Cessione del rifiutata – Quali sono le cause?
I lavoratori dipendenti ed i pensionati hanno un vantaggio nella richiesta dei prestiti personali grazie alla formula della cessione del quinto della pensione oppure dello stipendio. Si tratta di un prodotto che può essere richiesto anche quando si è stati protestati o si risulta cattivi pagatori, per cui si potrebbe pensare che se si è in possesso delle condizioni minime per poterne fare richiesta è scontato vedersi accettata la domanda. Invece può succedere che la richiesta di cessione del quinto sia rifiutata.
A seconda delle cause si può avere la possibilità di superare l’ostacolo, quindi trasformare una domanda da respinta in accettata, oppure si è davanti a una condizione immodificabile, e quindi bisogna cercare altre alternative per ottenere la cifra di cui si ha necessità.
Cessione del quinto negata: i motivi
Purtroppo quando una cessione del quinto è rifiutata le cause sono “esogene” poiché la finanziaria o banca, anche se il richiedente ha una cattiva reputazione creditizia (vedi anche Segnalazione Crif), valutano la rischiosità dell’operazione basandosi principalmente sulla solidità del datore di lavoro.
Non solo in base all’obbligo di stipula di polizze cpi è la stessa assicurazione che può decidere di non assicurare quel “datore di lavoro” o quella domanda specifica perché i rischi sono eccessivi, sempre in relazione al tipo di condizioni lavorative che nel complesso possono essere valutate.
I motivi per cui la domanda di cessione del quinto può essere rifiutata variano a seconda che si tratti di cessione dello stipendio oppure della pensione, dal momento che per quest’ultima il referente è l’Inps e non sussistono gli altri tipi di valutazione (solidità, numero di dipendenti, ecc).
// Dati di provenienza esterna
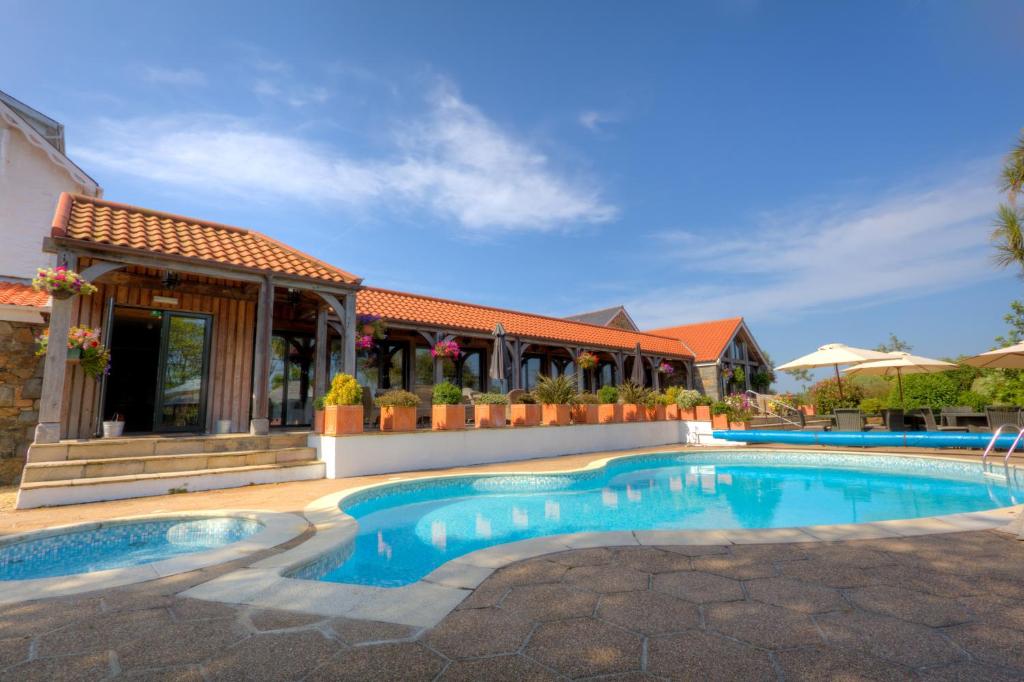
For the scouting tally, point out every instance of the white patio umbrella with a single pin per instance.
(1011, 357)
(900, 364)
(833, 354)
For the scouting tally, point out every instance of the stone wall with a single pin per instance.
(20, 383)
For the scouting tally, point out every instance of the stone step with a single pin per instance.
(129, 466)
(50, 494)
(134, 446)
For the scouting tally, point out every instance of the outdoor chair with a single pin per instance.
(930, 424)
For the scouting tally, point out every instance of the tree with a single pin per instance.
(894, 345)
(1008, 237)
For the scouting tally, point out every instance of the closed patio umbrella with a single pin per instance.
(833, 354)
(900, 364)
(497, 370)
(637, 377)
(1011, 357)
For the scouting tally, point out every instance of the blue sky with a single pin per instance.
(827, 170)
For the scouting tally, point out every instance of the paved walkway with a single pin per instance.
(943, 607)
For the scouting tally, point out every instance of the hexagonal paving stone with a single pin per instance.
(803, 597)
(651, 560)
(387, 663)
(272, 656)
(707, 656)
(583, 647)
(826, 663)
(479, 632)
(607, 579)
(909, 605)
(550, 602)
(698, 588)
(498, 669)
(762, 625)
(888, 638)
(648, 612)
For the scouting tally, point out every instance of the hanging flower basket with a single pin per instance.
(445, 349)
(60, 283)
(84, 348)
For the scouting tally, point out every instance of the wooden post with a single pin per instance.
(323, 363)
(51, 398)
(259, 424)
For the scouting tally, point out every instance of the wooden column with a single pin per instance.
(51, 398)
(259, 424)
(323, 361)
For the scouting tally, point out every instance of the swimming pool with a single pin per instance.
(119, 546)
(408, 529)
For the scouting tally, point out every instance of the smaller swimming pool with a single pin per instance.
(119, 546)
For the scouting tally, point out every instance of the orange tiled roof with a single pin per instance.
(414, 308)
(98, 221)
(17, 294)
(707, 340)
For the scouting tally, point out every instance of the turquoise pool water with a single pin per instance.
(118, 546)
(408, 529)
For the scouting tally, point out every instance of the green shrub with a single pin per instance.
(557, 390)
(344, 390)
(396, 398)
(608, 394)
(446, 393)
(491, 398)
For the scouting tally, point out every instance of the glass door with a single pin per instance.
(184, 356)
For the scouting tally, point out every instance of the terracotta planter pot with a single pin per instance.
(609, 414)
(397, 419)
(488, 416)
(555, 415)
(586, 414)
(448, 417)
(342, 419)
(631, 413)
(525, 415)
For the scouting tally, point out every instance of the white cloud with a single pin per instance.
(188, 77)
(454, 162)
(901, 246)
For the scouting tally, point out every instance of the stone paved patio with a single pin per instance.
(942, 607)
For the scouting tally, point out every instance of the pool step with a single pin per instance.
(36, 472)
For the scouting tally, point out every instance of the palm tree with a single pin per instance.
(1009, 233)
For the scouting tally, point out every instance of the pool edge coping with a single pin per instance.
(279, 527)
(424, 603)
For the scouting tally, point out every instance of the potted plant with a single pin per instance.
(448, 413)
(488, 411)
(586, 409)
(84, 349)
(525, 411)
(555, 395)
(318, 406)
(702, 409)
(634, 399)
(687, 399)
(609, 412)
(343, 407)
(60, 283)
(397, 410)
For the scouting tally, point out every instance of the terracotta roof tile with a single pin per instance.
(98, 221)
(19, 294)
(468, 316)
(707, 339)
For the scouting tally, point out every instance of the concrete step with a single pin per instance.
(134, 446)
(77, 491)
(36, 472)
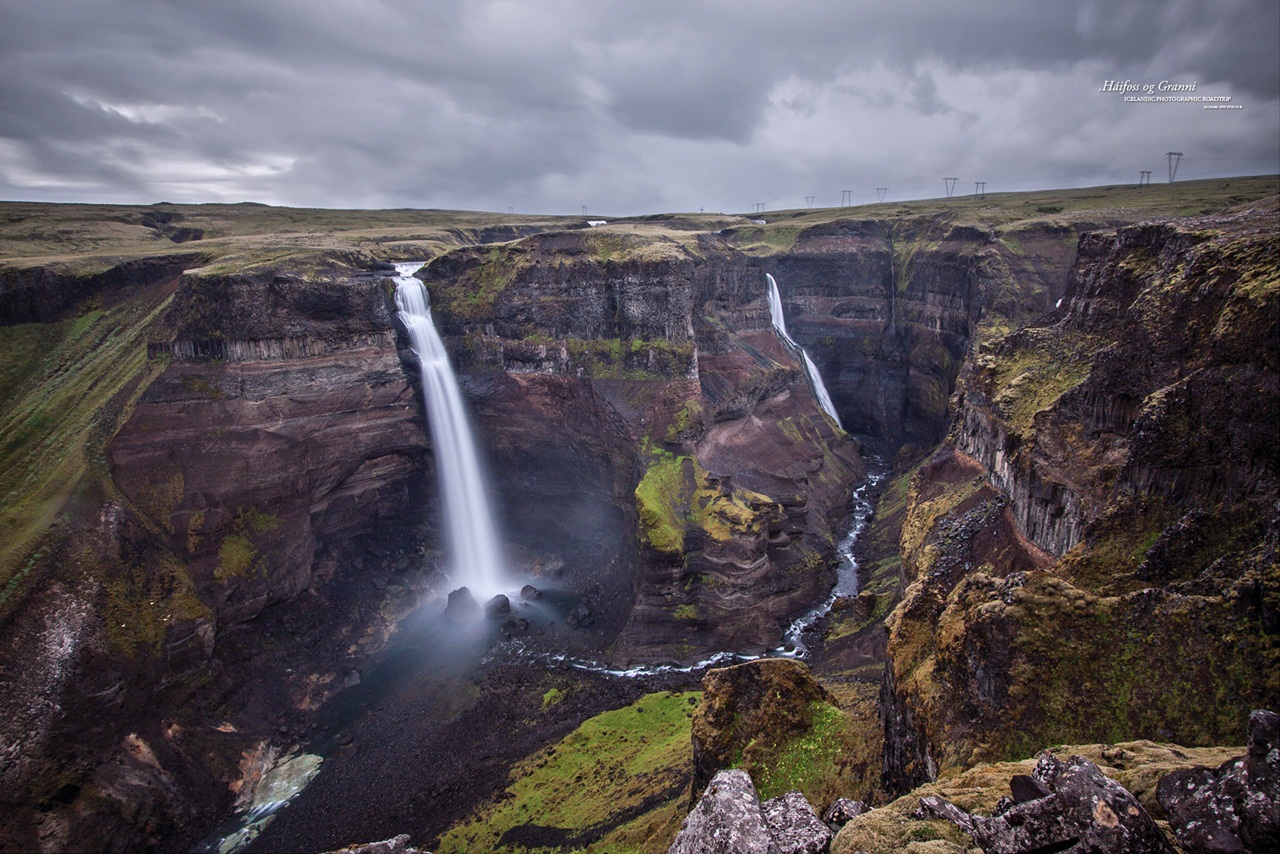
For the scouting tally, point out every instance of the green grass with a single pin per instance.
(604, 776)
(65, 387)
(809, 763)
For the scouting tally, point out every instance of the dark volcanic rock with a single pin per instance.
(1084, 811)
(394, 845)
(727, 818)
(794, 826)
(462, 607)
(497, 607)
(842, 811)
(1235, 808)
(749, 708)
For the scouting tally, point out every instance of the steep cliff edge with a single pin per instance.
(670, 459)
(1092, 553)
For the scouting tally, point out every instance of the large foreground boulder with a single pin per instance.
(1234, 808)
(731, 820)
(748, 709)
(1061, 805)
(727, 818)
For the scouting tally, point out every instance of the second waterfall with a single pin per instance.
(472, 538)
(780, 324)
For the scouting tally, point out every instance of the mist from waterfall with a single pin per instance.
(780, 324)
(472, 539)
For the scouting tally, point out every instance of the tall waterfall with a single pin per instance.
(472, 537)
(780, 324)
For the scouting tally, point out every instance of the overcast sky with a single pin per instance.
(622, 106)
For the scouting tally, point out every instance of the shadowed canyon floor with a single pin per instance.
(220, 533)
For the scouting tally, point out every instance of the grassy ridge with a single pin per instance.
(65, 387)
(611, 785)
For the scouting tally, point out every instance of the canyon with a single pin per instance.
(222, 502)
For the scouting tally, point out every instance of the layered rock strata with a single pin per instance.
(1092, 553)
(666, 455)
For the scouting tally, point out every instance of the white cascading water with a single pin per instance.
(780, 324)
(476, 557)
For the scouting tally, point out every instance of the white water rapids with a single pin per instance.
(472, 538)
(780, 324)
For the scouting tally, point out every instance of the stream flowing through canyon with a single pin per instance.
(435, 703)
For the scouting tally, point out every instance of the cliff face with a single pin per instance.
(1092, 552)
(1089, 553)
(283, 425)
(671, 462)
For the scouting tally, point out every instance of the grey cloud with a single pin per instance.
(554, 104)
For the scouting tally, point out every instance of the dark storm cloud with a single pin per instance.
(621, 106)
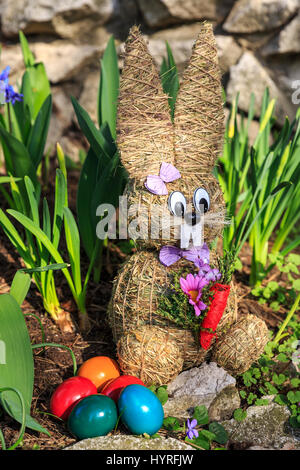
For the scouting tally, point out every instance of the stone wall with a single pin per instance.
(258, 43)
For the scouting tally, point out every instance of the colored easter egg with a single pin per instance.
(140, 410)
(69, 393)
(113, 388)
(93, 416)
(99, 370)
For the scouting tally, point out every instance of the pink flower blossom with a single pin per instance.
(192, 286)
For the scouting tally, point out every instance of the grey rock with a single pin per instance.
(248, 76)
(249, 16)
(229, 52)
(123, 442)
(67, 18)
(287, 41)
(195, 387)
(181, 50)
(64, 60)
(224, 404)
(265, 426)
(159, 13)
(287, 75)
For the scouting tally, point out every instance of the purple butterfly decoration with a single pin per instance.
(156, 183)
(198, 255)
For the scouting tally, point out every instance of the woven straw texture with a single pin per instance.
(144, 129)
(148, 350)
(149, 345)
(136, 292)
(242, 345)
(199, 115)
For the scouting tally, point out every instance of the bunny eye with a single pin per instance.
(177, 203)
(201, 198)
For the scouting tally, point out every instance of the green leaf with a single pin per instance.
(20, 286)
(239, 414)
(35, 88)
(85, 195)
(17, 371)
(73, 245)
(109, 88)
(21, 161)
(219, 431)
(28, 57)
(200, 441)
(295, 382)
(293, 397)
(201, 415)
(59, 204)
(281, 399)
(261, 402)
(93, 135)
(49, 267)
(162, 395)
(208, 434)
(38, 133)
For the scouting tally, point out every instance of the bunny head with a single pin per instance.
(170, 162)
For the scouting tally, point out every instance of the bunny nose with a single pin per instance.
(192, 218)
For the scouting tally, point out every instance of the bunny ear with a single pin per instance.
(145, 134)
(199, 115)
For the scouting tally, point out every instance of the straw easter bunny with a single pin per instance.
(170, 164)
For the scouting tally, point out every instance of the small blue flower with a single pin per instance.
(10, 95)
(4, 74)
(191, 432)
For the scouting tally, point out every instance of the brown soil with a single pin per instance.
(54, 365)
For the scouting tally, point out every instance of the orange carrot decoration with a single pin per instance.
(214, 314)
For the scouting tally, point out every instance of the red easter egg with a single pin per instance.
(69, 393)
(115, 387)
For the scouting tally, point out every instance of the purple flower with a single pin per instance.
(211, 274)
(191, 431)
(10, 96)
(4, 74)
(198, 255)
(192, 286)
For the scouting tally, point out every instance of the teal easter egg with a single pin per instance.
(140, 410)
(95, 415)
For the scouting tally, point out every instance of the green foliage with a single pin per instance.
(17, 368)
(102, 178)
(209, 433)
(284, 294)
(40, 249)
(261, 185)
(161, 393)
(169, 78)
(273, 376)
(239, 414)
(24, 127)
(172, 424)
(201, 415)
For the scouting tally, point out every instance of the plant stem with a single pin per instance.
(288, 317)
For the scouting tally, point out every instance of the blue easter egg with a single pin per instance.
(140, 410)
(93, 416)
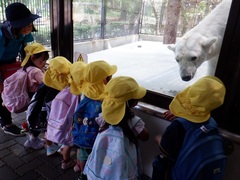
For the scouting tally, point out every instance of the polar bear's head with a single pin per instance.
(191, 52)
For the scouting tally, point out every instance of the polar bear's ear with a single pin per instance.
(209, 41)
(171, 47)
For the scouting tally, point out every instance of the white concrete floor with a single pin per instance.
(152, 64)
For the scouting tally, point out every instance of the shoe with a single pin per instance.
(60, 149)
(34, 143)
(52, 149)
(82, 177)
(68, 165)
(76, 168)
(13, 130)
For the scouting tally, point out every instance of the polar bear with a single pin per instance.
(202, 43)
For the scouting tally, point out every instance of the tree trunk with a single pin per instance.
(170, 29)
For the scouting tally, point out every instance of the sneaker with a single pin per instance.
(76, 168)
(60, 149)
(68, 165)
(82, 177)
(52, 149)
(34, 143)
(13, 130)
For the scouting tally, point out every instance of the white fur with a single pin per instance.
(202, 43)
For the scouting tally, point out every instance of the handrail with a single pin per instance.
(158, 112)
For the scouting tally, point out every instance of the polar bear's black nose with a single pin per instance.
(186, 78)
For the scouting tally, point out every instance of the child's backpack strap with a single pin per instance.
(85, 128)
(112, 156)
(202, 155)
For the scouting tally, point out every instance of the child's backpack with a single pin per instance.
(85, 128)
(112, 156)
(202, 155)
(59, 126)
(15, 91)
(38, 110)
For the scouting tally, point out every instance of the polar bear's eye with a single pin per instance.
(193, 58)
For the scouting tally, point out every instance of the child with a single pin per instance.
(56, 78)
(15, 33)
(120, 134)
(60, 125)
(194, 104)
(38, 110)
(96, 75)
(36, 56)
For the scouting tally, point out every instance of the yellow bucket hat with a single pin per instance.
(117, 92)
(33, 48)
(94, 75)
(58, 75)
(76, 71)
(196, 102)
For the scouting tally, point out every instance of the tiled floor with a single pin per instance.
(152, 64)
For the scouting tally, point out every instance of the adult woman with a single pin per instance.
(15, 33)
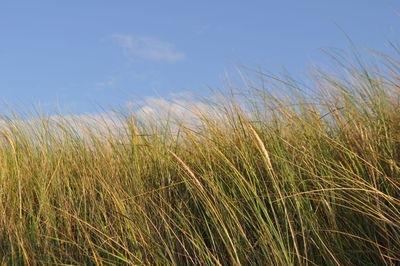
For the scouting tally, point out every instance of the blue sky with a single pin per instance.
(80, 54)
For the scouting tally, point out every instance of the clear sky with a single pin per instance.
(78, 53)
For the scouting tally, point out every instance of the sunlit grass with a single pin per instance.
(312, 178)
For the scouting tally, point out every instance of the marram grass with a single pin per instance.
(263, 179)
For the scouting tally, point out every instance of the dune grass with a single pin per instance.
(312, 178)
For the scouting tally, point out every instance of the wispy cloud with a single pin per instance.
(148, 48)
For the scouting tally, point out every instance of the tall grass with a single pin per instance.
(312, 178)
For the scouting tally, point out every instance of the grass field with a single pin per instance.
(278, 173)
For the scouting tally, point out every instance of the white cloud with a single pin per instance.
(148, 48)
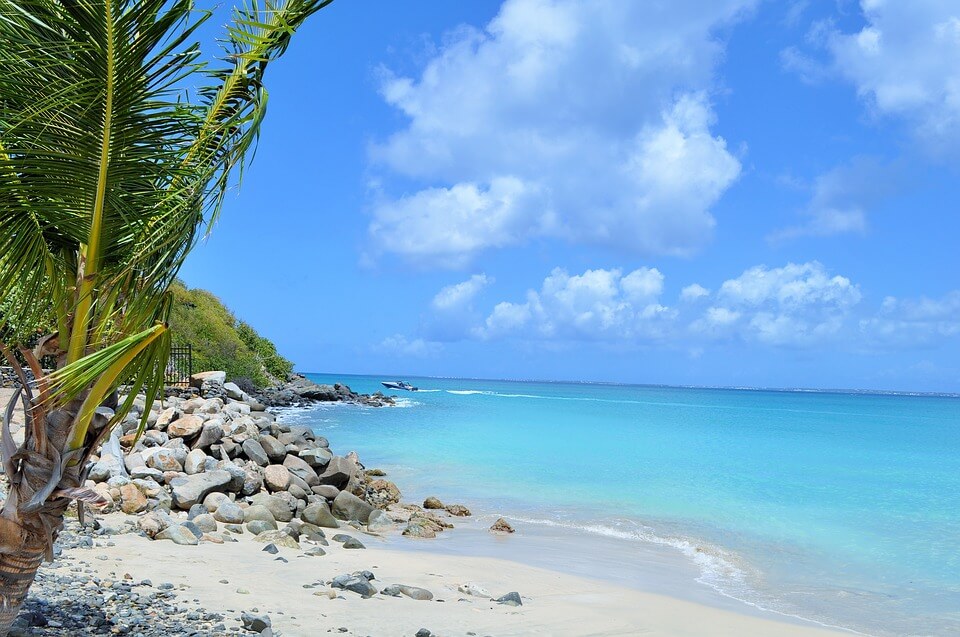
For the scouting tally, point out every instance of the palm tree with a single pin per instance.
(118, 142)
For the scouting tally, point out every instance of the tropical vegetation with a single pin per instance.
(118, 141)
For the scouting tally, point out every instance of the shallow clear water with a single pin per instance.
(841, 508)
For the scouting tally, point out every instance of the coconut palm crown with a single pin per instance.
(118, 142)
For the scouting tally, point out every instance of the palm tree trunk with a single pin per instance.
(17, 571)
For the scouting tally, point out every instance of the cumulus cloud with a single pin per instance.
(798, 304)
(904, 62)
(595, 305)
(907, 322)
(587, 121)
(459, 296)
(693, 292)
(402, 346)
(842, 197)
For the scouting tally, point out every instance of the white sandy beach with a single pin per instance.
(553, 603)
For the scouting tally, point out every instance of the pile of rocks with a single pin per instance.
(219, 463)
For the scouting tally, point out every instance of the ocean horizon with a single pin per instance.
(837, 507)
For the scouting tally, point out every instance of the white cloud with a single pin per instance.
(693, 292)
(798, 304)
(840, 199)
(587, 121)
(401, 346)
(595, 305)
(910, 322)
(458, 296)
(905, 62)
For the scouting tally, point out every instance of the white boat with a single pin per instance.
(398, 384)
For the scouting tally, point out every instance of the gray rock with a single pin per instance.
(229, 513)
(379, 522)
(278, 507)
(206, 523)
(415, 592)
(254, 450)
(256, 527)
(189, 490)
(510, 599)
(319, 514)
(302, 470)
(195, 462)
(275, 451)
(347, 506)
(256, 623)
(355, 583)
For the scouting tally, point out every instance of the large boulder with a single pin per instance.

L’esclusione può essere determinata solo da tre fattori: età anagrafica, tipo di pensione (sono escluse quelle sociali, assegni Inail, ecc) e l’importo della quota cedibile (vedi anche Prestito con delega).
Per la cessione del quinto dello stipendio invece le cause del rifiuto possono essere:
- numero minimo di dipendenti dell’azienda troppo basso (dipende dalle scelte delle banche o finanziarie, che possono scostarsi dal numero medio di 16 membri);
- veste societaria (società di persone possono essere oggetto di esclusione, così come le cooperative);
- tipologia di settore di appartenenza (sono spesso non finanziabili le società o aziende edili, quelle che si occupano di manutenzione oppure pulizie);
- numero di dipendenti della stessa azienda che già ha ottenuto la cessione del quinto con la stessa finanziaria;
- datore di lavoro non considerato affidabile (in passato non è stato regolare nei pagamenti);
- tipologia di busta paga (soprattutto quando è presente la voce di cassa integrazione);
- altre trattenute già presenti in busta paga e quota cedibile insufficiente;
- anzianità non adeguata alla politica della società finanziatrice;
- Tfr accantonato insufficiente (può succedere anche se sono stati richiesti nel corso degli anni degli acconti dal lavoratore).
Quando è possibile superare le cause del rifiuto?
Per il caso di Tfr insufficiente, ci si può rivolgere a finanziarie che prevedono la formula della cessione del quinto No Tfr. In questi casi si dovrà pagare un contributo per il premio assicurativo più alto (quindi il finanziamento potrebbe costare complessivamente di più).
Nel caso di un numero di dipendenti troppo basso ci si deve rivolgere a finanziarie che accettano un livello minimo che ci rientra (il che vale anche in caso di attività generalmente poco gradite, come quelle edili, ecc). Se la ditta ha invece un numero di dipendenti che già ha una cessione del quinto è meglio rivolgersi ad una finanziaria diversa da quella che ha erogato fino a quel momento.